Le martyre est le plus pauvre des pauvres et le plus crédible des évangilisateurs. Edith Stein passe de la "pauvreté heureuse" du Carmel (26-1-1934) à la misère amère, anéantissante, de la chambre à gaz.. Non pas par hasard.
Depuis l'instant de son baptème, elle se sent une âme d'évangélisatrice: "Je suis seulement un instrument du Seigneur. Si quelqu'un vient à moi, je souhaite le conduire à lui" (14-12-1930). "Dieu n'appelle personne uniquement pour lui" (15-10-1938). "Chaque jour cette paix me semble une grâce immense qui ne peut nous être donnée, à nous exclusivement" (2-1-1934).
Une authentique évangélisation ne supporte aucune aliénation. C'est un témoignage puissant et libre de la vérité: "Notre façon d'agir au milieu des autres sera efficace et bénie de Dieu à condition de ne céder aucun centimètre sur le terrain sûr de la foi, et nous suivrons notre conscience sans nous laisser influencer par le respect humain" (20-3-1934).
Aucun frein donc dans l'acte de témoigner de la vérité, mais aussi une conscience profonde que Dieu s'inscrit dans toute recherche sincère, au delà de la perception de celui qui le cherche: "Cela ne m'a jamais plu de penser que la miséricorde de Dieu s'arrête à la frontière de l'Eglise visible. Dieu est la vérité. Celui qui cherche la vérité cherche Dieu, qu'il le sache ou pas" (23-3-1938).
Le martyre évangélise parce que son sacrifice est offert à Dieu pour la communauté. Edith Stein, qui partage avec ses frères le tragique destin qui s'abat sur six millions de juifs, meurt en chrétienne, "en tant que fille de son peuple torturé" (Jean-Paul II, 1° mai 1987), et - elle en convient elle-même de manière récurrente et explicite - "pour" ce peuple. Ainsi nous rappelle t-elle que si la foi est encore possible aujourd'hui, après Auschwitz, c'est parce que Dieu était à Auschwitz, souffrant avec les martyrisés et les massacrés" (G.Dossetti, qui rappelle J.Moltmann).

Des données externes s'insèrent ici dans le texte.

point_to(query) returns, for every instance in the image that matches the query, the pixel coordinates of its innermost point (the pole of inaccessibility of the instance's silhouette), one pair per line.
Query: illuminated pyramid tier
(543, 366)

Son sacrifice conduit les chrétiens à "rénover la conscience des racines juives de leur propre foi…[à] se rappeler que Jésus était un descendant de David; que du peuple juif naquirent la Vierge Marie et les Apôtres; que l'Eglise tire sa subsistance des racines de ce bon olivier auquel furent greffés les rameaux de l'olivier sauvage des gentils (Rm 11, 17-24) ; que les juifs sont nos chers frères aimés" ("Noi ricordiamo": une réflexion sur la Shoah, 16 mars 1998).
Edith pousse juifs et chrétiens à se nourrir aux sources de la "sainte racine" et à un "respect réciproque, partagé, comme il convient à ceux qui adorent l'unique Créateur et le Seigneur et ont en commun un même père de foi: Abraham".
Notes: Article publié dans l'Osservatore Romano le 13 septembre 1998. Edith Stein, béatifiée à Cologne par Jean-Paul II le 1° mai 1987, a été proclamée Sainte par le même Pape à Rome le 11 octobre 1998, tandis qu'environ 70.000 personnes se pressaient sur la place Saint-Pierre.